Appendix J: A Brief History of Mass Surveillance, Context for Understanding

The Cold War Origins (1940s-1970s)

The roots of today's mass surveillance systems trace back to the UKUSA Agreement of 1946, a secret treaty between the United States and United Kingdom that later expanded to include Canada, Australia, and New Zealand, forming what we now know as the "Five Eyes" alliance (Rosenzweig, 2012). By 1971, this collaboration had evolved into a global surveillance network code-named "ECHELON," designed to intercept electronic communications on a massive scale (Keefe, 2006).

During this early Cold War period, surveillance wasn't just about foreign threats. The FBI's COINTELPRO projects targeted civil rights leaders, anti-war protesters, Native American activists, and anyone labeled "subversive", sometimes with deadly consequences (Church Committee, 1976). Dr. Martin Luther King Jr., Malcolm X, and even First Lady Eleanor Roosevelt were among those monitored. The FBI kept dossiers on more than 10 million people by 1939, using wiretaps, mail tampering, and infiltrators to compile information (Church Committee, 1976).

The Church Committee Exposes the Truth (1970s)

In 1975, Senator Frank Church led a congressional investigation that revealed decades of intelligence abuses (Church Committee, 1976). The committee discovered that intelligence agencies had been spying on American citizens without warrants, opening mail, and keeping files on millions of ordinary people.

Senator Church famously warned: "The NSA's capability at any time could be turned around on the American people, and no American would have any privacy left.... That is the ability to impose a totalitarian regime in the United States such as this country has never seen." (Church Committee, 1976)

This exposure led to the Foreign Intelligence Surveillance Act (FISA) of 1978, designed to create oversight and prevent such abuses (Rosenzweig, 2012).

The Post-9/11 Expansion

Following the September 11, 2001 attacks, domestic and international mass surveillance capabilities grew immensely (Greenwald, 2014). President George W. Bush signed a message of "State of National Emergency" on September 14, 2001, which has been renewed annually by every subsequent president, remaining active as of November 2024 (Brennan Center for Justice, 2024).
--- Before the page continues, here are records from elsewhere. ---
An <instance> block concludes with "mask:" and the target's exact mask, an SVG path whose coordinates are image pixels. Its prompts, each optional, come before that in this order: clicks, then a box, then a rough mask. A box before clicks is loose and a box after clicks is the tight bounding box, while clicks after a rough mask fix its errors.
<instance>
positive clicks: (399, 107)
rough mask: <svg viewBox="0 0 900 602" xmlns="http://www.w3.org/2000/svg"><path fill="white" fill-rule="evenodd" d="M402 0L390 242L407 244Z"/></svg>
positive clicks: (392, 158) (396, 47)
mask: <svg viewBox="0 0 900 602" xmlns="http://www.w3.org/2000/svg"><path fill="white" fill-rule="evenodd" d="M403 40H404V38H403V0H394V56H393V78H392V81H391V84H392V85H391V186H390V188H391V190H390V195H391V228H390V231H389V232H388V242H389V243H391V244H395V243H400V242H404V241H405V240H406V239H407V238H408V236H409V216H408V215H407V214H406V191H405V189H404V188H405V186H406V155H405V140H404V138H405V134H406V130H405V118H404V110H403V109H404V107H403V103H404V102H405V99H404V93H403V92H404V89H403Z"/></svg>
Key developments included:

  • The USA PATRIOT Act: Granted broad new powers for surveillance and intelligence gathering (Electronic Frontier Foundation, 2024)
  • Section 702 of FISA (2008): Authorized warrantless collection of communications, with U.S. citizens' data swept up "incidentally" (Electronic Frontier Foundation, 2024)
  • PRISM and XKeyscore: Programs revealed to collect internet communications directly from major technology companies (Greenwald, 2014)

The Snowden Revelations (2013)

In June 2013, former NSA contractor Edward Snowden disclosed thousands of classified documents revealing the massive extent of NSA spying, both foreign and domestic (Greenwald, 2014). These revelations showed that:

  • The NSA collects and stores phone records of all American citizens (Greenwald, 2014)
  • Programs like XKeyscore allow analysts to search through vast databases containing emails, online chats, and browsing histories of millions (Greenwald, 2014)
  • The Utah Data Center, a $1.5 billion facility, was built to store and process this collected data (Electronic Frontier Foundation, 2024)

Ongoing Concerns and Abuses

Recent investigations continue to document surveillance abuses. In 2025, the Electronic Frontier Foundation exposed how automated license plate reader networks allowed law enforcement to track protesters, target minority groups with discriminatory searches, and surveil women seeking reproductive healthcare (Electronic Frontier Foundation, 2025). A single query could access more than 83,000 cameras spanning almost the entire nation.

The Inter-American Commission on Human Rights warned in October 2025 that invasive digital surveillance techniques are becoming increasingly normalized, creating a permissive environment for human rights violations (Inter-American Commission on Human Rights, 2025). Surveillance has been used for political control, repression of dissent, and targeting journalists and human rights defenders.